Transition: Develop a transition here.

Review Questions for Workshop (5 - 7 minutes)

Put the workshop questions on an overhead or distribute them as handouts (see appendix for workshop questions); then, review the questions to be sure students understand them. Explain that these questions reflect both the material covered in class so far, and the elements you'll be looking at when you evaluate their work.

Transition: Develop a transition here.

Workshop the Sample Essay (15 minutes)

Provide students with a few moments to read back over the sample essays. Keep in mind that the sample is not a model essay. It is likely to be effective in some ways an ineffective in others.

Design an activity/discussion that serves as a practice or model workshop. Your goal here is to foreground the concepts we have been working with thus far and to give students the opportunity to practice commenting on a paper. You might use specific questions from the workshop handout or overhead; or, you might talk about the paper in general: What's successful? What could be improved?

One approach for this activity is to put the sample on an overhead and read through it with students. Make comments with a sharpie pen in the margins. Remind students of our workshop criteria/etiquette as they offer feedback. They should make comments that are both positive and constructive and they should practice making suggestions wherever possible (the point is NOT to tear a piece of writing apart, it is to help the writer improve their work).

Transition: Develop a transition here.

Workshop Papers (35 minutes)

Using the workshop in the appendix or by creating one of your own, conduct a workshop for the remaining 35 minutes of the class session. You can incorporate the Writing Studio by having students post their responses to one another (if they need more time).

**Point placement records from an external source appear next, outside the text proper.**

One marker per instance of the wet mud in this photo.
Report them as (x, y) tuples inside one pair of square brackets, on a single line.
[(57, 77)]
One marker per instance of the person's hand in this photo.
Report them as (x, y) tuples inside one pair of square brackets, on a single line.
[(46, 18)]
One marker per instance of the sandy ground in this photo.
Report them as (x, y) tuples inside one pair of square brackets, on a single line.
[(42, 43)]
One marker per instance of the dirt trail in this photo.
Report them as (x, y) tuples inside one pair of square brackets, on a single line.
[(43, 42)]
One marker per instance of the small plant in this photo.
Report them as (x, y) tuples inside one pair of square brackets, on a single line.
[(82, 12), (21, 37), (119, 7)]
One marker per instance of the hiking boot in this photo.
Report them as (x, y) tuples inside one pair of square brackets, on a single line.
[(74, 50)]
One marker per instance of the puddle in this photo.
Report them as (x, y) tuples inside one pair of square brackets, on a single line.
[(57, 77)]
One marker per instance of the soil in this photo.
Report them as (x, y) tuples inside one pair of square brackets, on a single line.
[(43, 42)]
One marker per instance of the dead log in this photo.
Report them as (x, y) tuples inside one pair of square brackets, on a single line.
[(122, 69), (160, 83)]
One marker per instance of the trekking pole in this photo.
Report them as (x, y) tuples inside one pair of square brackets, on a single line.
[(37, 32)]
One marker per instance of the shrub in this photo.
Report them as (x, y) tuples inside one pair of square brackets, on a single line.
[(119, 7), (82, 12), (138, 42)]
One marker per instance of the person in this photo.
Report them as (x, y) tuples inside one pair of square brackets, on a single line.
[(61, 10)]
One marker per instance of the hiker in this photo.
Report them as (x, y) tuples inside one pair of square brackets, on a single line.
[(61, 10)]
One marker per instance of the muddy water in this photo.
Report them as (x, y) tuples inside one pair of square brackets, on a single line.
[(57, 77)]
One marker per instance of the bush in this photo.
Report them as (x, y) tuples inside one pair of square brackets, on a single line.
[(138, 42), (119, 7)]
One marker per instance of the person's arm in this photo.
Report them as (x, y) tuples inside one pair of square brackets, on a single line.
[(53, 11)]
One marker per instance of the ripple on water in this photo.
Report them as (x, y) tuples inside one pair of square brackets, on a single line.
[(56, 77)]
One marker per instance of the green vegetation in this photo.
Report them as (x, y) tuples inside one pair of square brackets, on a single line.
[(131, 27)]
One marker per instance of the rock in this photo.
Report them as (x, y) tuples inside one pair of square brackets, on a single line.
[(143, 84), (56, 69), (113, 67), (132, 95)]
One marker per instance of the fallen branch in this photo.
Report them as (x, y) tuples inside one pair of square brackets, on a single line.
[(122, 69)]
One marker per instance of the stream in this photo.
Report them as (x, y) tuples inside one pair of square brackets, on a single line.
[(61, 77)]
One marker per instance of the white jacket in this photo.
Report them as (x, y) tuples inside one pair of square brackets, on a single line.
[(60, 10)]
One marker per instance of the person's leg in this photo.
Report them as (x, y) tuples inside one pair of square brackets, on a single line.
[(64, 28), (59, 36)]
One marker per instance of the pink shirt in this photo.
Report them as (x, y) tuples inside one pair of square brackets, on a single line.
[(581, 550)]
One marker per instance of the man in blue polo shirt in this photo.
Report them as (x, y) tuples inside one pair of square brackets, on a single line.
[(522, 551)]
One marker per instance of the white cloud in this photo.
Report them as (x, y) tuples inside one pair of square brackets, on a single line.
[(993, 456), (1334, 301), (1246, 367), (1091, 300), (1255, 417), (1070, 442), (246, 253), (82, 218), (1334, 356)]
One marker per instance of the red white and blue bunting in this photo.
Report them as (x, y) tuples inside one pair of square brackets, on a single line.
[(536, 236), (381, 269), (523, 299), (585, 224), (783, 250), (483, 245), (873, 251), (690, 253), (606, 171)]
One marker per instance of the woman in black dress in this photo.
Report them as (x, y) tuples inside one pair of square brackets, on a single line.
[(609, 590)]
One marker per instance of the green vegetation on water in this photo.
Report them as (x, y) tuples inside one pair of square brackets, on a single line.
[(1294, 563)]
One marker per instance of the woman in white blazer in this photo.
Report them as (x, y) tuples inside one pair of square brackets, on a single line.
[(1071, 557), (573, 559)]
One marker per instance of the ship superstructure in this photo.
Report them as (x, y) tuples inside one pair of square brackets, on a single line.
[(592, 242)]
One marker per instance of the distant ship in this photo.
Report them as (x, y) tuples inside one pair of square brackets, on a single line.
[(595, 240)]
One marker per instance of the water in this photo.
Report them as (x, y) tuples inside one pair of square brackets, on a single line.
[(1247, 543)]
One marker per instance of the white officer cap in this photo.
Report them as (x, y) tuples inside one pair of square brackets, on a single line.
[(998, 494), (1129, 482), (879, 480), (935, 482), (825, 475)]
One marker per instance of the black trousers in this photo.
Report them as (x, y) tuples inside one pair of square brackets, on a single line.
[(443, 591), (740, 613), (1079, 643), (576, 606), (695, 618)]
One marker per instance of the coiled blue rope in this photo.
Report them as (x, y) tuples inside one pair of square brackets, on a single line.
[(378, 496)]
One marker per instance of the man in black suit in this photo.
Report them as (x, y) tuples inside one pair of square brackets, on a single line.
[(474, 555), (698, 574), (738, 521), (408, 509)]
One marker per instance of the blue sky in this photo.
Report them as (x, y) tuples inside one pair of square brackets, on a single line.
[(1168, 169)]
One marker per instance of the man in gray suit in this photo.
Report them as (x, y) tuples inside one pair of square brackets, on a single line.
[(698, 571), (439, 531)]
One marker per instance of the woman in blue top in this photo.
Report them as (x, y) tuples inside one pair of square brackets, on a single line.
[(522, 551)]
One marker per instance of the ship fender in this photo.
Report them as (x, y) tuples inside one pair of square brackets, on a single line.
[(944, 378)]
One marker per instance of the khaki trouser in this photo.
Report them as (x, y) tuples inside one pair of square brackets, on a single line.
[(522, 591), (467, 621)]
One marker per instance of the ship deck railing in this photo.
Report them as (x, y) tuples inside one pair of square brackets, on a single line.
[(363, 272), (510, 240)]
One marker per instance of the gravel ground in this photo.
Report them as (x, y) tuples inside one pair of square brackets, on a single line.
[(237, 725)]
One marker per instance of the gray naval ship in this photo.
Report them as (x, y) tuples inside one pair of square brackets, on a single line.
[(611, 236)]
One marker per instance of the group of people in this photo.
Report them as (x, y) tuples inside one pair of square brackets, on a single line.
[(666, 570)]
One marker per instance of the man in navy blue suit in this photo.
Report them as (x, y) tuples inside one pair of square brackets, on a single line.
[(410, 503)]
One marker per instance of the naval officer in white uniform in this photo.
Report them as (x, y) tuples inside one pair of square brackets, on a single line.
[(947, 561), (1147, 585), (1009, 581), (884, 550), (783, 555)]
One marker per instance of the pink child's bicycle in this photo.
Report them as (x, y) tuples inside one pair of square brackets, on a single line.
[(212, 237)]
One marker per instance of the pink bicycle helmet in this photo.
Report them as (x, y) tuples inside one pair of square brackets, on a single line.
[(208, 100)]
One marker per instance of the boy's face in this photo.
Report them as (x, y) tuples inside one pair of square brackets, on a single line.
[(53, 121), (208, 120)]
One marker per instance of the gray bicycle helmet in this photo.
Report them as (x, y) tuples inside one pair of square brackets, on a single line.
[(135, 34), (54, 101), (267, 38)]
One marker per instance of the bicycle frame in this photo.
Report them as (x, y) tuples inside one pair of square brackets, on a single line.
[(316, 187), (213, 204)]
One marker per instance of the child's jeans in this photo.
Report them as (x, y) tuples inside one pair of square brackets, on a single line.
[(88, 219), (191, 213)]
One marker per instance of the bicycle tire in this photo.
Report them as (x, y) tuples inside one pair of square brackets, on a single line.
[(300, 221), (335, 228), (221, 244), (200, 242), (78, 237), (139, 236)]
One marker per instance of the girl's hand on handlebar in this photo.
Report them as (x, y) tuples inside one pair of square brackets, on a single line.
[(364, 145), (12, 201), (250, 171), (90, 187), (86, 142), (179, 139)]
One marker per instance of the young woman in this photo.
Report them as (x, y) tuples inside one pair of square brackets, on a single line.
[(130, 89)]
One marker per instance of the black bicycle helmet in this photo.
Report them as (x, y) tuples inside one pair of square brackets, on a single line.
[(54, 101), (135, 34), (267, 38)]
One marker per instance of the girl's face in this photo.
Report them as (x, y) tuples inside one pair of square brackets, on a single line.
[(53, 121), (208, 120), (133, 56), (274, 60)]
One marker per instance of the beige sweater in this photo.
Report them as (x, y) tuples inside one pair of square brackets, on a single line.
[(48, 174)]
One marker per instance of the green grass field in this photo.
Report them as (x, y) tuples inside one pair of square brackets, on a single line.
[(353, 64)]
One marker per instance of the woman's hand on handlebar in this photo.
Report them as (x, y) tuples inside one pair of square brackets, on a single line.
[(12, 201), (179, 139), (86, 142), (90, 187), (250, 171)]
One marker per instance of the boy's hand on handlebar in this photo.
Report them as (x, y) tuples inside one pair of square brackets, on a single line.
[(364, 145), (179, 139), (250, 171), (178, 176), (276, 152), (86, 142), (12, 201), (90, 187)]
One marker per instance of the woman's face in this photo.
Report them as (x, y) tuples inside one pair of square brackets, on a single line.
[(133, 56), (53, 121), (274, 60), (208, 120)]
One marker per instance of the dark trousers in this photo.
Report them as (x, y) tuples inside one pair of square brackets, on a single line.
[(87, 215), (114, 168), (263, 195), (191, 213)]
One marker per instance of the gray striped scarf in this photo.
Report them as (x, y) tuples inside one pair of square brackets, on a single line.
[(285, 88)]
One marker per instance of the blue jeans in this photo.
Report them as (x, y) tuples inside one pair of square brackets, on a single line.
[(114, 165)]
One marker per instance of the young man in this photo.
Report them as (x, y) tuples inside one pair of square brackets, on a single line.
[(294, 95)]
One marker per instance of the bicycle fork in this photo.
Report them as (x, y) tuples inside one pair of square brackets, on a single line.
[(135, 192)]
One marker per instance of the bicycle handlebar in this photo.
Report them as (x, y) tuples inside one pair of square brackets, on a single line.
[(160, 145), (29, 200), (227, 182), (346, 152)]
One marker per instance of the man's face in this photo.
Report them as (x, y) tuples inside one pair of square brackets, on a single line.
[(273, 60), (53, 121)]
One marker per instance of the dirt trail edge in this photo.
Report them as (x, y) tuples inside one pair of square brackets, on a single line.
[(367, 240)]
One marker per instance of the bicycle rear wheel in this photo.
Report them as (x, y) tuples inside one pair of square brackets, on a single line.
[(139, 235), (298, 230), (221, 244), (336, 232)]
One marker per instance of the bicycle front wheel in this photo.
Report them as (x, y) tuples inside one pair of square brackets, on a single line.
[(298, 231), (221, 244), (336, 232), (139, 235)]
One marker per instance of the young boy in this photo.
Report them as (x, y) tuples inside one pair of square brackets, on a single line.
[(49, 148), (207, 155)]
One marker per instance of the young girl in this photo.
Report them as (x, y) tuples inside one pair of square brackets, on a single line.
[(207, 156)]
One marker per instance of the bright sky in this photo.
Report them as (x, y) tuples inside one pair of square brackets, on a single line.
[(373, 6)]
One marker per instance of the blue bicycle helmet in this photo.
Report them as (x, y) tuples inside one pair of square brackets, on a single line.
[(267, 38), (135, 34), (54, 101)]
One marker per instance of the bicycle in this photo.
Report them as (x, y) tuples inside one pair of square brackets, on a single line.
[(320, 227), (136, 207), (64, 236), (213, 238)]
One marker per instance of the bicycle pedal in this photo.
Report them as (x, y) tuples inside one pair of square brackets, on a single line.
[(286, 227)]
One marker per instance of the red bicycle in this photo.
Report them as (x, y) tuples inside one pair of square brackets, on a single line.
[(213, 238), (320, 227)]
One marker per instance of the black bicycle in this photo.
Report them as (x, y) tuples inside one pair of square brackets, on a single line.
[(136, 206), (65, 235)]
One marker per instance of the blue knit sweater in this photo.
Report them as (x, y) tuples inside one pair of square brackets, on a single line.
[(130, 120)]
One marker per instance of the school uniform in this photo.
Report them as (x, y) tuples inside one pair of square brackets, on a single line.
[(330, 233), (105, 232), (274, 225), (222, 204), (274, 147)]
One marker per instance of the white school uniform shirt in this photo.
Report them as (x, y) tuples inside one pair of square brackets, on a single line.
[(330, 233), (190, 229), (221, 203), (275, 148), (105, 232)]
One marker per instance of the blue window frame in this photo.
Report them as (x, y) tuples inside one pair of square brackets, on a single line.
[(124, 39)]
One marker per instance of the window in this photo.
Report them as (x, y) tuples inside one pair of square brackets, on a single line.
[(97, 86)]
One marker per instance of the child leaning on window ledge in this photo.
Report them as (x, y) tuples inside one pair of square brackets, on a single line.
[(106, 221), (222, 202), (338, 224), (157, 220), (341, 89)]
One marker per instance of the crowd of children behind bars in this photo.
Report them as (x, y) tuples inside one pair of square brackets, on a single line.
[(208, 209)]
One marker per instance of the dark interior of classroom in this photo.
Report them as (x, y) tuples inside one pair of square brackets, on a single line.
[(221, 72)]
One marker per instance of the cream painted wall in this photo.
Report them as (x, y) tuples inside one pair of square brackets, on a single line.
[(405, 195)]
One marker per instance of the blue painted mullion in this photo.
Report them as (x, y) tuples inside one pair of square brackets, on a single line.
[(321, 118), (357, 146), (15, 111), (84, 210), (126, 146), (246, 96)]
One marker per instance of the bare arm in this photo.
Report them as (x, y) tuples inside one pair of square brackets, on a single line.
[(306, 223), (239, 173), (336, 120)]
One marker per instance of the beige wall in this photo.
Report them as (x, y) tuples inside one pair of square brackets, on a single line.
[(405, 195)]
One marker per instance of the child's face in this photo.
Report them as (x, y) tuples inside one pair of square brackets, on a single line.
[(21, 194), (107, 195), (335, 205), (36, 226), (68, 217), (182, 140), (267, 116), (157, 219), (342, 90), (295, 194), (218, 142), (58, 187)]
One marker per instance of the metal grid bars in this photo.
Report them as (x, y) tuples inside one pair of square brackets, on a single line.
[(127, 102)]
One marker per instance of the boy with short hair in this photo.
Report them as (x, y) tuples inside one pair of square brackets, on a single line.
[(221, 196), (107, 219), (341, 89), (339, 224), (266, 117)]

Review Portfolio Materials (2 minutes)

While students are workshopping papers, list the portfolio materials on the board - everything you intend to collect (for example, the in class WTLs and any homework you haven't already looked at. It is also common to collect student's feedback from the workshop in the portfolio). Review this list at the end of class.

Conclude Class (3 minutes)

Devise a conclusion for today's class. You might:


  1. Read about plagiarism on pg. 204 in the PHG to be sure that you're clear on what it means and how to avoid it.

  2. Complete Portfolio I - Part A.

  3. Bring all the articles we've read to class: (NBC article, Katz, Olsen, Elmasry, and Martin).